# Forum Home Renovation General Odds & Sods  Mould in Silicone?

## JB1

Hi Guys,  
Any tips to get rid of mould spots in Silicone inside the shower. 
Been inside my new house for 18 months so it was a matter of time. Caulker applied the silicone, all 473m of it.  
It's only a few black spots 3mm in size for now.... 
I can try bleach but have heard that bleach will remove/bleach the outer layer of the mould but the roots will come back. 
I have heard that vinegar kills mould spores, roots and all. 
I've also soaked the silicone with wet tissue of double strength vinegar (8%) over night and unfortunately it's still there. 
Any tips? 
lk

----------


## ForeverYoung

In my experience the mould is _under_ the silicone.

----------


## JB1

> In my experience the mould is _under_ the silicone.
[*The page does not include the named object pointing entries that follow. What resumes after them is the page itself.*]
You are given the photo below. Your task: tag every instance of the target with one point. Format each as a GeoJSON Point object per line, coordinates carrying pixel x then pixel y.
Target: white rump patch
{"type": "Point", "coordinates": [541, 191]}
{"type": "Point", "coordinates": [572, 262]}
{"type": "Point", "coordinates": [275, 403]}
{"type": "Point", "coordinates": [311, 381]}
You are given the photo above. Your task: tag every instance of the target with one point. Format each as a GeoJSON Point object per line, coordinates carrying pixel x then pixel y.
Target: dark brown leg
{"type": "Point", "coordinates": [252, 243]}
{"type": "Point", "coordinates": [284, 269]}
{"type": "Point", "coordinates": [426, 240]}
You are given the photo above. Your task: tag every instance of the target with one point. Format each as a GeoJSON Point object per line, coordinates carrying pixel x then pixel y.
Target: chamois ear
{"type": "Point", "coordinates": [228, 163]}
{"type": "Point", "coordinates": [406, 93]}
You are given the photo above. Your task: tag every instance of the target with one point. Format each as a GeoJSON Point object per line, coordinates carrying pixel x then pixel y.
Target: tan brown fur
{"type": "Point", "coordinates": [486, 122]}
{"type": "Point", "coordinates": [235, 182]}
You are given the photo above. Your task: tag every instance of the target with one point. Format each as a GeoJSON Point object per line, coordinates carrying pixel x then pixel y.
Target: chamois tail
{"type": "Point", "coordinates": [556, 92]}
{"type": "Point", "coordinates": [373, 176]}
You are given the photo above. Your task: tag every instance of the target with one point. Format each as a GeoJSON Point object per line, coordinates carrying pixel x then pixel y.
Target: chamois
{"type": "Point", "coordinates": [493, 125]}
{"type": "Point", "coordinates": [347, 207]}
  Anyway to removing it, short of cutting the silicone out? 
lk

----------


## r3nov8or

I've only ever used a bleach gel (Domestos, full strength) soaked toilet tissue for 24 hours (time it between last morning and first next morning showers). And I'm happy enough with the result for a few months 
I think I'll try the vinegar soak then the bleach gel soak next time. Might get 6 months out of the effort

----------


## JB1

> I've only ever used a bleach gel (Domestos, full strength) soaked toilet tissue for 24 hours (time it between last morning and first next morning showers). And I'm happy enough with the result for a few months 
> I think I'll try the vinegar soak then the bleach gel soak next time. Might get 6 months out of the effort

  The Vinegar has reduced the mould somewhat, I'm going to leave it for a couple of days to see if it takes longer to kill the mould. 
From all reports Vinegar kills mould roots, while bleach only kills the surface of the mould but bleaches it clean so it looks like it's gone, but doesn't kill what is underneath. 
With the bleach, you need to redo every 6 months? That's not too bad.

----------


## Bart1080

Try adding in baking soda to the bleach.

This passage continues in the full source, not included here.